Add Document from URL
curl -X POST http://localhost:8000/v1/documents/url \
-H "Content-Type: application/json" \
-d '{"url": "https://example.com/article.html"}'
Python Client
from openai import OpenAI
client = OpenAI(
base_url="http://localhost:8000/v1",
api_key="not-needed" # API key not validated
)
response = client.chat.completions.create(
model="DocRAG-GLM-4.7",
messages=[
{"role": "user", "content": "Explain quantum computing"}
],
stream=True
)
for chunk in response:
if chunk.choices[0].delta.content:
print(chunk.choices[0].delta.content, end="")
Configuration
Configure via environment variables or .env file:
| Variable | Default | Description |
|---|---|---|
HOST |
0.0.0.0 |
Server host |
PORT |
8000 |
Server port |
DEBUG |
false |
Enable debug mode |
MODEL_NAME |
DocRAG-GLM-4.7 |
Display model name |
UPSTREAM_MODEL |
glm-4.7 |
Upstream model to use |
ZAI_API_KEY / OPENROUTER_API_KEY |
(required) | API key for upstream LLM (OpenRouter) |
EMBEDDING_MODEL |
text-embedding-3-small |
Embedding model |
VECTOR_STORE_PATH |
./data/vectors |
Vector store location |
DOCUMENTS_PATH |
./data/documents |
Document storage |
CHUNK_SIZE |
1000 |
Document chunk size |
CHUNK_OVERLAP |
200 |
Chunk overlap |
TOP_K_RESULTS |
5 |
Number of context results |
ENABLE_TOOLS |
true |
Enable tool support |
Project Structure
docrag/
├── main.py # FastAPI application entry point
├── rag/
│ ├── __init__.py # RAG system main class
│ ├── document_processor.py # Document parsing and chunking
│ ├── vector_store.py # Vector storage and search
│ └── retriever.py # Context retrieval logic
├── tools/
│ └── __init__.py # Tool management (website_downloader, etc.)
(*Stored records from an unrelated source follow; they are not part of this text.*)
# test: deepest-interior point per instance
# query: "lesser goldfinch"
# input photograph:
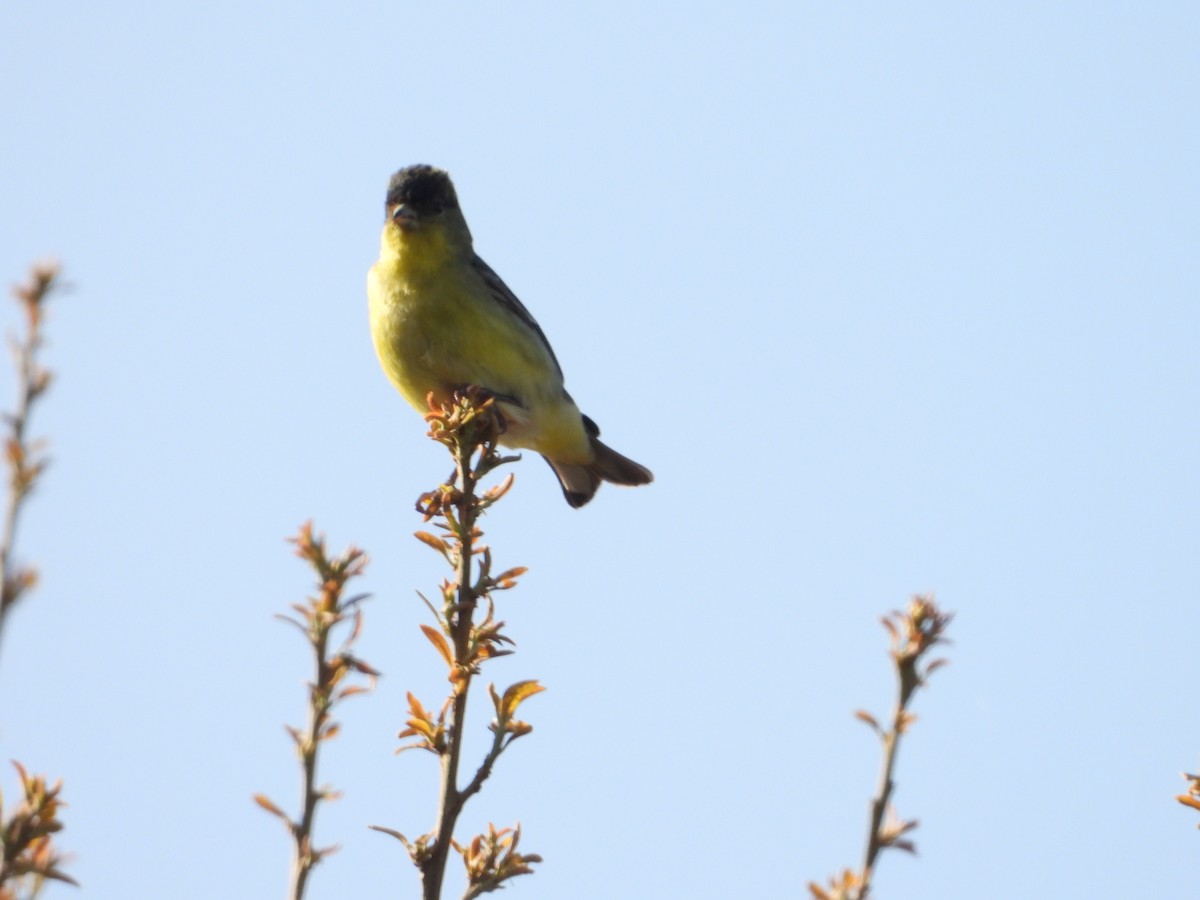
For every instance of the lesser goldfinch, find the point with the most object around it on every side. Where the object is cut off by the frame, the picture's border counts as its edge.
(442, 319)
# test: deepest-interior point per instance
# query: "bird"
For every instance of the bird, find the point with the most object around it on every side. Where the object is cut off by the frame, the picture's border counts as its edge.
(443, 319)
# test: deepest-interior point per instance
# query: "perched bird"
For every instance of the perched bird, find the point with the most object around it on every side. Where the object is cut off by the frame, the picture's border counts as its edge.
(442, 319)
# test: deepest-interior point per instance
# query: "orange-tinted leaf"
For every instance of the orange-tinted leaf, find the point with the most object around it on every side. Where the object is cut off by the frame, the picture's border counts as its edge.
(265, 803)
(433, 541)
(516, 694)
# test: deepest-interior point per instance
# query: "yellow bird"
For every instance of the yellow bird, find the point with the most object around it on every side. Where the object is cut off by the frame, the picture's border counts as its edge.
(442, 319)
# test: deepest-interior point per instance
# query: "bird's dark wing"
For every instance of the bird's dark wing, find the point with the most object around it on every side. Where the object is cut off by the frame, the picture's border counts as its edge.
(507, 299)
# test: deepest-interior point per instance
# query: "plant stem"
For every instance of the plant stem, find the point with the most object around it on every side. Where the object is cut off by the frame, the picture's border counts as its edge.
(450, 799)
(318, 712)
(909, 684)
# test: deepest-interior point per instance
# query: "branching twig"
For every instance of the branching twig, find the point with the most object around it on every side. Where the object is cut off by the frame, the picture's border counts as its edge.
(913, 634)
(28, 857)
(25, 457)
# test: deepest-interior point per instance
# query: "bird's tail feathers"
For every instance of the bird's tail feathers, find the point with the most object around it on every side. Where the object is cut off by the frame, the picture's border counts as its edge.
(580, 481)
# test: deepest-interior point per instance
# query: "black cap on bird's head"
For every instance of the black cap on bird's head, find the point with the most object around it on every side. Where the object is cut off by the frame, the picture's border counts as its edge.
(419, 191)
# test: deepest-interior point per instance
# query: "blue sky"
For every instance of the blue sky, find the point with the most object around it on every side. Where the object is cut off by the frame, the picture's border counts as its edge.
(891, 299)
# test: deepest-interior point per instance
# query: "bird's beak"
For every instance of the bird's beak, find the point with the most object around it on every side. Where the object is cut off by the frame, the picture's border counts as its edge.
(405, 216)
├── website-downloader.py # CLI website downloader
├── website_downloader_tool.py # Tool wrapper for GLM-4.7-Flash
├── requirements.txt # Python dependencies
├── .env.example # Configuration template
└── README.md # This file
How It Works
Request Flow
- User sends message → OpenAI-compatible endpoint receives request
- RAG Retrieval → Query is processed and relevant context is retrieved
- Context Enhancement → Retrieved context is added to the prompt
- Tool Execution → If needed, tools are invoked (e.g., website_downloader)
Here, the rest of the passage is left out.